UAE officials have indicated that G42, controlled by national security adviser Sheikh Tahnoon bin Zayed Al Nahyan, plans to become a US company primarily owned by US investors, people familiar with the discussions report. Tahnoon and other officials pushed for chip access for years and approached the White House directly after Operation Epic Fury began, looking to India as an example of a country that gained elevated trade benefits after becoming a major defense partner in 2016.
Critics argue that greater UAE chip access could harm the US in the AI race against China, while others question the security of advanced computing power built outside American soil.
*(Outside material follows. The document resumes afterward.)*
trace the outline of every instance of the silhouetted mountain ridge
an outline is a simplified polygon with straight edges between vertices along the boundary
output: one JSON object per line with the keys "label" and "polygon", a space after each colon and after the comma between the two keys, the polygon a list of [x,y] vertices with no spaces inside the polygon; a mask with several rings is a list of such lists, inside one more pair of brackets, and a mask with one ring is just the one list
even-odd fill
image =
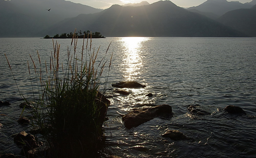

“The UAE has been a great partner with Iran, but that doesn’t necessarily mean they’ve demonstrated the capability to keep a data center secure,” Michael Sobolik, Hudson Institute.
Members of Congress went further, with California Representative Sydney Kamlager-Dove flagging financial ties between Tahnoon and Trump. “It smells like it could be an illegal pay-to-play scheme,” she said Tuesday. The White House has denied any conflicts of interest.
Earlier administrations feared advanced chips could leak onward to Beijing if controls loosened, so the new policy pairs wider access with binding commitments instead of abandoning oversight. The UAE also reaffirmed matching investment obligations for American AI infrastructure, which ties its access to buildout back home.
The package reaches well past chips too, like it covers selected commercial satellites, spacecraft, military items, and dual-use equipment for energy, desalination, and civil nuclear power. Those are precisely the systems surrounding large AI projects, so the decision shapes entire data center ecosystems rather than accelerator purchases alone.